As of 2016, the city's largest industry was public administration with 28% of the workforce. Manufacturing totaled over 12% of the workforce. Frankfort is adjacent to Interstate 64, and Interstate 75 is nearby; general aviation access is via the Capital City Airport, and commercial air travel is available through Blue Grass Airport in Lexington.

==History==
===18th and 19th centuries===
The town of Frankfort likely received its name from an event that took place in the 1780s. Native Americans attacked a group of early European colonists from Bryan Station, who were on their way to make salt at Mann's Lick in Jefferson County. Pioneer Stephen Frank was killed at the Kentucky River and the settlers thereafter called the crossing "Frank's Ford". This name was later elided to Frankfort.

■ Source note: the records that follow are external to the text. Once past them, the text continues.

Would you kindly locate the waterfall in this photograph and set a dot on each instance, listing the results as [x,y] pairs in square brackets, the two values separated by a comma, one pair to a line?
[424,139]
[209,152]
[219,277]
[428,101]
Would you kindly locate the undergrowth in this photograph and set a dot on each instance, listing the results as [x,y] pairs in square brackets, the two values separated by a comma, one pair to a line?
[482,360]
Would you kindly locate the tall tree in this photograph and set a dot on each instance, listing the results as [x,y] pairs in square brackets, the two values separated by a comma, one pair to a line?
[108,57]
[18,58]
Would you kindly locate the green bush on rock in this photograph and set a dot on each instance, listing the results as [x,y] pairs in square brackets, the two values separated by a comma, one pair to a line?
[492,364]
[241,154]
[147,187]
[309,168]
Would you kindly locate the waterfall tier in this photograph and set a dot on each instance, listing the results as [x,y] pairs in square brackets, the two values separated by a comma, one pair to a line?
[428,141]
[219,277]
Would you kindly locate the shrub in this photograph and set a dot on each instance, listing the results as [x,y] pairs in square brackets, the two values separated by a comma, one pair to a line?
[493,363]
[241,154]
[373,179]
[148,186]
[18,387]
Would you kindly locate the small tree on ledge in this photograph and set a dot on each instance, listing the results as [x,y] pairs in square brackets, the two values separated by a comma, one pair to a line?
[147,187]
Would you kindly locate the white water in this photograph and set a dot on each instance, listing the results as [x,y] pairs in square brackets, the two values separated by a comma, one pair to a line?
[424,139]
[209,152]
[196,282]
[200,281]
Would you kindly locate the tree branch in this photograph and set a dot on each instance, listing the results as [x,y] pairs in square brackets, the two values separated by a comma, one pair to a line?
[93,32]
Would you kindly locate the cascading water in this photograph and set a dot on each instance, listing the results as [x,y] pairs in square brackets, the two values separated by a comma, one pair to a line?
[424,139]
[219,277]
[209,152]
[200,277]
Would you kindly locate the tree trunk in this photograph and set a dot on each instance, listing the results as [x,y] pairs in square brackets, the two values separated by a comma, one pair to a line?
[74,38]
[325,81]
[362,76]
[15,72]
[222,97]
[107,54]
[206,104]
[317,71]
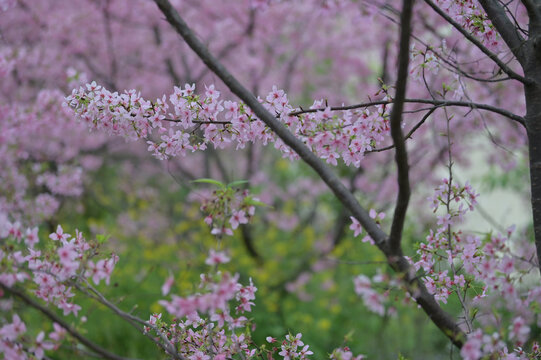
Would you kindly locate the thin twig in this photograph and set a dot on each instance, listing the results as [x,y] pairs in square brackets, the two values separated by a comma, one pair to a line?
[435,102]
[55,318]
[443,320]
[401,154]
[506,69]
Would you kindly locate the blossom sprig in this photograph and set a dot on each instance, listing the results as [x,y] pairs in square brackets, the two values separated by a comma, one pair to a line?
[211,323]
[292,347]
[228,206]
[470,16]
[223,123]
[52,270]
[487,269]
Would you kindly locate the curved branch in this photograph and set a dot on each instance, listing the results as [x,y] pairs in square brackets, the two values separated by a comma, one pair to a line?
[505,27]
[410,133]
[401,154]
[415,287]
[438,103]
[506,69]
[53,317]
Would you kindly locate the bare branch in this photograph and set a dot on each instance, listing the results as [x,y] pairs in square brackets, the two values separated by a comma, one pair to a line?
[434,102]
[506,69]
[415,287]
[409,134]
[55,318]
[508,31]
[401,155]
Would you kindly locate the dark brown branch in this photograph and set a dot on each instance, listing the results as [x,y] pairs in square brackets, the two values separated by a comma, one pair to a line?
[53,317]
[506,69]
[409,134]
[467,104]
[505,27]
[401,154]
[415,287]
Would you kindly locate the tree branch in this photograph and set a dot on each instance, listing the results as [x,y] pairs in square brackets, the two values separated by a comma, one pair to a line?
[505,27]
[53,317]
[434,102]
[401,154]
[506,69]
[414,286]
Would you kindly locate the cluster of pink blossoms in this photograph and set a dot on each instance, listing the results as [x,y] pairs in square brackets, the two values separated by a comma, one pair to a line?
[491,270]
[190,122]
[204,326]
[54,272]
[469,14]
[228,208]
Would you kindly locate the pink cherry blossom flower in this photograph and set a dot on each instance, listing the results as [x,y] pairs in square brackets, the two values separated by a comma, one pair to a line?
[355,226]
[166,287]
[59,234]
[216,258]
[237,218]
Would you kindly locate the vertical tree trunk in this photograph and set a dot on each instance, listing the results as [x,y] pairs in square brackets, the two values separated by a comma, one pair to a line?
[533,127]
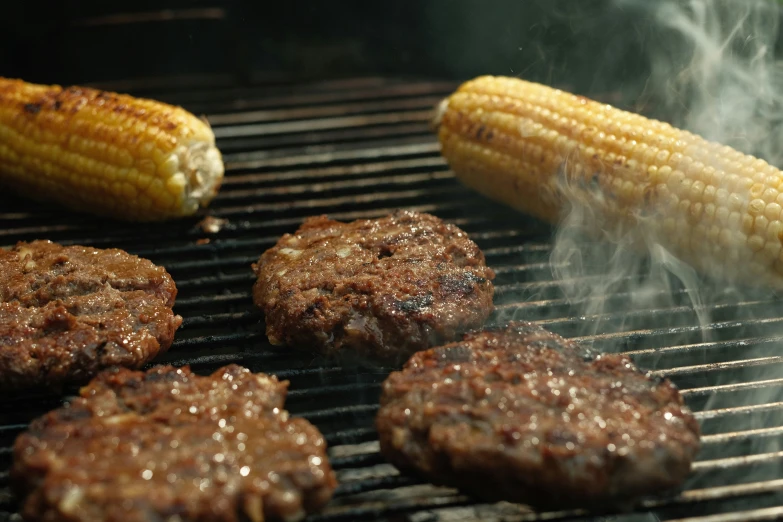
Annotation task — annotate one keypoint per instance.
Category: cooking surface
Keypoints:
(361, 148)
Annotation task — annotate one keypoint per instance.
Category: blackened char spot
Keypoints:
(463, 283)
(454, 353)
(413, 304)
(310, 310)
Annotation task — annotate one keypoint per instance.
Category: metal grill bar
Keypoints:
(361, 148)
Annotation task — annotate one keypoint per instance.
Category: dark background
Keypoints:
(584, 44)
(592, 47)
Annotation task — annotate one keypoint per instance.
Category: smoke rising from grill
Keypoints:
(713, 72)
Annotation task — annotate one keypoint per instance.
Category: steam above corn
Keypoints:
(106, 153)
(540, 150)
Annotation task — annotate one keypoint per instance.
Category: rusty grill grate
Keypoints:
(360, 148)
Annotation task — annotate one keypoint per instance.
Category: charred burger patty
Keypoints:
(171, 445)
(66, 312)
(523, 415)
(384, 287)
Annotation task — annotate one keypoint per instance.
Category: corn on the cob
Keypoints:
(105, 153)
(538, 149)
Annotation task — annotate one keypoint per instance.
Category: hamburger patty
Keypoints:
(68, 312)
(170, 445)
(523, 415)
(385, 287)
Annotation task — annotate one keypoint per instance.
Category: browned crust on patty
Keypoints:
(383, 288)
(523, 415)
(67, 312)
(139, 446)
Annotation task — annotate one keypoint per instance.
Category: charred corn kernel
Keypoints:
(540, 149)
(106, 153)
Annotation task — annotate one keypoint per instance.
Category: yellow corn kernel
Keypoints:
(535, 148)
(102, 152)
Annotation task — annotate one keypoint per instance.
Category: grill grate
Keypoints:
(360, 148)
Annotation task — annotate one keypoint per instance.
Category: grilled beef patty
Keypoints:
(68, 312)
(523, 415)
(383, 288)
(168, 445)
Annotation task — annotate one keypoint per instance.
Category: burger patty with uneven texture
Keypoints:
(523, 415)
(67, 312)
(171, 445)
(383, 288)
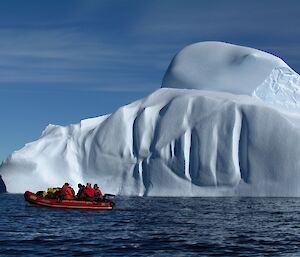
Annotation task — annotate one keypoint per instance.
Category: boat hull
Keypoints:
(68, 204)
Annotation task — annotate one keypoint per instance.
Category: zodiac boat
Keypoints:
(105, 204)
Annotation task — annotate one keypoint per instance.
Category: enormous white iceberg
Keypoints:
(219, 66)
(177, 142)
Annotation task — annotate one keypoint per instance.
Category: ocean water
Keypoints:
(154, 226)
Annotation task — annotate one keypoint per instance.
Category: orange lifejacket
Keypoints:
(67, 192)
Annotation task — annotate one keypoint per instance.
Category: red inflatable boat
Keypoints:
(105, 204)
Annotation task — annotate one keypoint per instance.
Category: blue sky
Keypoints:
(65, 60)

In 1786, James Wilkinson purchased a 260 acre tract of land on the north side of the Kentucky River, which developed as downtown Frankfort. He was an early promoter of Frankfort as the state capital. Wilkinson felt Frankfort would be a center of transportation using the Kentucky River to ship farm produce to the Ohio River and then to the Mississippi and on to New Orleans.

After Kentucky became the 15th state in 1792, five commissioners from various counties were appointed, on June 20, 1792, to choose a location for the capital. They were John Allen and John Edwards (both from Bourbon County), Henry Lee (from Mason), Thomas Kennedy (from Madison), and Robert Todd (from Fayette). A number of communities competed for this honor, but Frankfort won. According to early histories, the offer of Andrew Holmes' log house as capitol for seven years, a number of town lots, £50 worth of locks and hinges, 10 boxes of glass, 1,500 lb of nails, and $3,000 in gold helped the decision go to Frankfort.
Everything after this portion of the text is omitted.